Em termos de apoios, o da Câmara Municipal de Portimão, através do contrato-programa, revela-se fundamental e estende-se à cedência de pavilhões.

“O resto é trabalho nosso, com as quotizações e muito graças aos pais dos alunos, que estão sempre presentes e contribuem com uma forte dinâmica para as nossas iniciativas e atividades. Envolvem-se muito, prestando-se a acompanhar os filhos e colaborando na organização.
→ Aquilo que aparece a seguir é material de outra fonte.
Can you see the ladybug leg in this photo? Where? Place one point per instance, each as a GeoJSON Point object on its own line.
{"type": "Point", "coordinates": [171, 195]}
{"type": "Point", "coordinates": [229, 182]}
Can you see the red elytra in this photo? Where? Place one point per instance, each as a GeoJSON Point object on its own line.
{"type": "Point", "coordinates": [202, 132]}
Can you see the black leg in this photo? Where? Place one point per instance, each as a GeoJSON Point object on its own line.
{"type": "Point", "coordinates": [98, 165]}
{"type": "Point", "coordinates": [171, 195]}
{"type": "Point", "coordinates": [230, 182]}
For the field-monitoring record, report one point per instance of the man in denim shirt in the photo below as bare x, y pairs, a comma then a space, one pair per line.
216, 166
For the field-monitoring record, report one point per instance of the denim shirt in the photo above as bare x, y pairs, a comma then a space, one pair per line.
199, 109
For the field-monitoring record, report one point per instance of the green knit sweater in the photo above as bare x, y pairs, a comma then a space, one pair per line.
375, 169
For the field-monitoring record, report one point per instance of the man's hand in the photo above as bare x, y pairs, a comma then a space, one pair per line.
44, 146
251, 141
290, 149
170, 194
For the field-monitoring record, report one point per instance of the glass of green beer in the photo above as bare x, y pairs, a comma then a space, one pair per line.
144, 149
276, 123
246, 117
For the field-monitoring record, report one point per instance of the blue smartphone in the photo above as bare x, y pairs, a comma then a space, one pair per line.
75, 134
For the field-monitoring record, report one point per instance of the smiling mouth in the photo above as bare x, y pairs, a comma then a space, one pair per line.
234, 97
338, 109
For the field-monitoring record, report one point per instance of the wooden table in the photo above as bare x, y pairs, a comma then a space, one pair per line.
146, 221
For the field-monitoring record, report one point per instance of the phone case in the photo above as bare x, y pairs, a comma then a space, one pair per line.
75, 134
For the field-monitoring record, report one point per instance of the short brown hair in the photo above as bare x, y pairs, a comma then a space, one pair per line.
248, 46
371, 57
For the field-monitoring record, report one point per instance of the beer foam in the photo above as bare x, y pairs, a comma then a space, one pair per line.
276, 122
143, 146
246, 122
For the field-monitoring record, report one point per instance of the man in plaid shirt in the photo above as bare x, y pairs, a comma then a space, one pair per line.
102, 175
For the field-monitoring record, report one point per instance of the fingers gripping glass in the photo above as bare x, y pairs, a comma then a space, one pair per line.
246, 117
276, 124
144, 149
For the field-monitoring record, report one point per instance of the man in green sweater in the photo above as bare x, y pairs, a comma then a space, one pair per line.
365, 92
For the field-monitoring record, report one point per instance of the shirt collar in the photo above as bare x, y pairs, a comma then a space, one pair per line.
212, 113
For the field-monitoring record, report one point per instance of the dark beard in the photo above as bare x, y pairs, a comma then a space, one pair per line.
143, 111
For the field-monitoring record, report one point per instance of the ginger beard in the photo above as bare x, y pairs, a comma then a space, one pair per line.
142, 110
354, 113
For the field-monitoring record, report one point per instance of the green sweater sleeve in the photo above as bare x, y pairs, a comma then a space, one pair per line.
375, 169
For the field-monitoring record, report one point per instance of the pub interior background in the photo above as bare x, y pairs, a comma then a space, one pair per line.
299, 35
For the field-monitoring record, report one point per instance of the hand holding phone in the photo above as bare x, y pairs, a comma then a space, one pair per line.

São um elo bastante importante”, reconhece João Paula.

Madalena e Pedro no pódio do Europeu

Madalena Jacinto e Pedro Paula são dois dos mais promissores karatecas da Escola, ambos internacionais e com uma subida ao pódio ao serviço da Seleção Nacional na Liga Shotokan. A Madalena tem 16 anos, pratica há oito e frequenta o curso de línguas e humanidades. “O karaté veio desde pequena. Experimentei, fiquei apaixonada e hoje posso dizer que é algo que quero levar para a vida”, acentua a jovem 1º dan, a mesma graduação de Pedro, que tem 19 anos, cursa desporto em Faro e é filho dos professores João e Ana Paula. “Devo ter começado a brincar à modalidade aí com dois anos, influenciado pelos meus pais. Eles iam dar aulas, eu via e queria também participar”.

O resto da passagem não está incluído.